At first, life was rough in the New England colonies as settlers struggled to establish a foothold in a new land. There were very few of them, they didn't necessarily know how to farm or survive the terrain, and Native Americans posed a threat to their wellbeing. However, the colonies in that region, settled primarily for religious reasons, were also imbued with a sense of hope and animation, for the settlers no longer had to face imprisonment, fines, corporal punishment, and even death for violating British religious laws.
As time went on, the colonies became economically prosperous, especially the Massachusetts Bay Colony, and the per capita income was very high, as wealth was distributed more evenly than in Europe. At the same time, however, the religious atmosphere that had once animated such hope that the Massachusetts Bay Colony would be a beacon to the rest of the world came to be perceived by some as repressive and stifling. This led to dissent and to the founding of new colonies in New England such as Rhode Island, Connecticut, and New Hampshire.

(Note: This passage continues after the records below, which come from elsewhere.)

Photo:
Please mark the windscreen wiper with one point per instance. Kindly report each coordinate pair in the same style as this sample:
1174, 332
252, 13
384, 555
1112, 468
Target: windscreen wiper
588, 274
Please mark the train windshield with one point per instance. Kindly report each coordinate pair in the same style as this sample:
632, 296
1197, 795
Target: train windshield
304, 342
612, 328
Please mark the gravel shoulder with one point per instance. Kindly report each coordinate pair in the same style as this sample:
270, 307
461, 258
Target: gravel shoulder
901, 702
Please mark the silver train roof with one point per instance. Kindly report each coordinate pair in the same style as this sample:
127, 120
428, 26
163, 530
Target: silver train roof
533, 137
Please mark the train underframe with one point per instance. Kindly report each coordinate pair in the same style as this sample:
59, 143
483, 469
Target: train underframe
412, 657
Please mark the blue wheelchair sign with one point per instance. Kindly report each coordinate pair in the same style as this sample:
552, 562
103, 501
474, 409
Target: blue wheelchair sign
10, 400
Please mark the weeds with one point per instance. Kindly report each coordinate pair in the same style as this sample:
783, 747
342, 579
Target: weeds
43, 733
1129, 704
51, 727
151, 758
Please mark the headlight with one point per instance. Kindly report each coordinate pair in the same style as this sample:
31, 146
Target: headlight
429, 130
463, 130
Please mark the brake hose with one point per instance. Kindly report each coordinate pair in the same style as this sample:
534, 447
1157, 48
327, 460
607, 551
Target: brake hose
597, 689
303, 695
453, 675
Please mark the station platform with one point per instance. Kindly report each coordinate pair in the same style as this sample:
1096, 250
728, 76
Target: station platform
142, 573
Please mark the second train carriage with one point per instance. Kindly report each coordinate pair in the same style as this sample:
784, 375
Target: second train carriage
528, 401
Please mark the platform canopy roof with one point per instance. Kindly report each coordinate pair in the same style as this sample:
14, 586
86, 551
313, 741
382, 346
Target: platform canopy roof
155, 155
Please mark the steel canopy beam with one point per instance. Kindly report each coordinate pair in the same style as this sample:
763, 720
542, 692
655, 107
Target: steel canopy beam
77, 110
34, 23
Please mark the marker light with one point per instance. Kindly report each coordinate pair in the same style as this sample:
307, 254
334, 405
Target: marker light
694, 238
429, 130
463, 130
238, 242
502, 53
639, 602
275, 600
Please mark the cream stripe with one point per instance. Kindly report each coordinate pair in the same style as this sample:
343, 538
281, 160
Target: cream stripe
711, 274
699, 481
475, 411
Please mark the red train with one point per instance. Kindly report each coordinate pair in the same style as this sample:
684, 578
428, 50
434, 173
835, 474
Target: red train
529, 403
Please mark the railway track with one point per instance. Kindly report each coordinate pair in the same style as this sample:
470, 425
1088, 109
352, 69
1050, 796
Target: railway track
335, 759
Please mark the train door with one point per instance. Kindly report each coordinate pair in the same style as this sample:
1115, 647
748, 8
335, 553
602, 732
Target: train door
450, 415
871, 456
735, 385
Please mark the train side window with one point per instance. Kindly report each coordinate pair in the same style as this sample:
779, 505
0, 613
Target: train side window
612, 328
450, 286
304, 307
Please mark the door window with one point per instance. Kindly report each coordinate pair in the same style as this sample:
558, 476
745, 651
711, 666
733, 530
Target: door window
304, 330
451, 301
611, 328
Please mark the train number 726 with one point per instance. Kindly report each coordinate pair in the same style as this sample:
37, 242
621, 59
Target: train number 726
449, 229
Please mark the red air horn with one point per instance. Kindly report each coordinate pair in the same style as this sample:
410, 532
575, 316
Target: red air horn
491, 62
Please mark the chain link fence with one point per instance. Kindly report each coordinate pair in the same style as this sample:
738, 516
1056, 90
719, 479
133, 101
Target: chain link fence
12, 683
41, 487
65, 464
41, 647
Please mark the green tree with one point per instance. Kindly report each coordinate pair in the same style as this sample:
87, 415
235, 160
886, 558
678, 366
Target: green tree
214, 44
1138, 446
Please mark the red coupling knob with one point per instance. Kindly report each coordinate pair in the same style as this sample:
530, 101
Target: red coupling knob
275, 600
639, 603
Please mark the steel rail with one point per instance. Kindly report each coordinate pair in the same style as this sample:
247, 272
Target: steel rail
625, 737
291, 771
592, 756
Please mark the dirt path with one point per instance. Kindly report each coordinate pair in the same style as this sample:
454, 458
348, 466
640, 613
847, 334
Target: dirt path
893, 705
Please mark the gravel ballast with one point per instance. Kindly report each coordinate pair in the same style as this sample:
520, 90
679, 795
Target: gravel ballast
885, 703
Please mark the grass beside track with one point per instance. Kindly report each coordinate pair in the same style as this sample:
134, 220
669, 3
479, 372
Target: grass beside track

The colonists very much wanted to replicate the life they knew in England, only without the religious persecution they had suffered. The Plymouth Colony pilgrims, for example, had left the Netherlands because they didn't want their children assimilating into Dutch culture. Therefore, even when it would have been more convenient to adopt Native American dress, housebuilding, or other customs, the colonists stubbornly insisted on keeping to their own way of life.
People largely lived in small villages and farmed as they had in England. They sent their children to school. For men of the correct religious faith, a somewhat flattened hierarchy gave them a voice in the political world.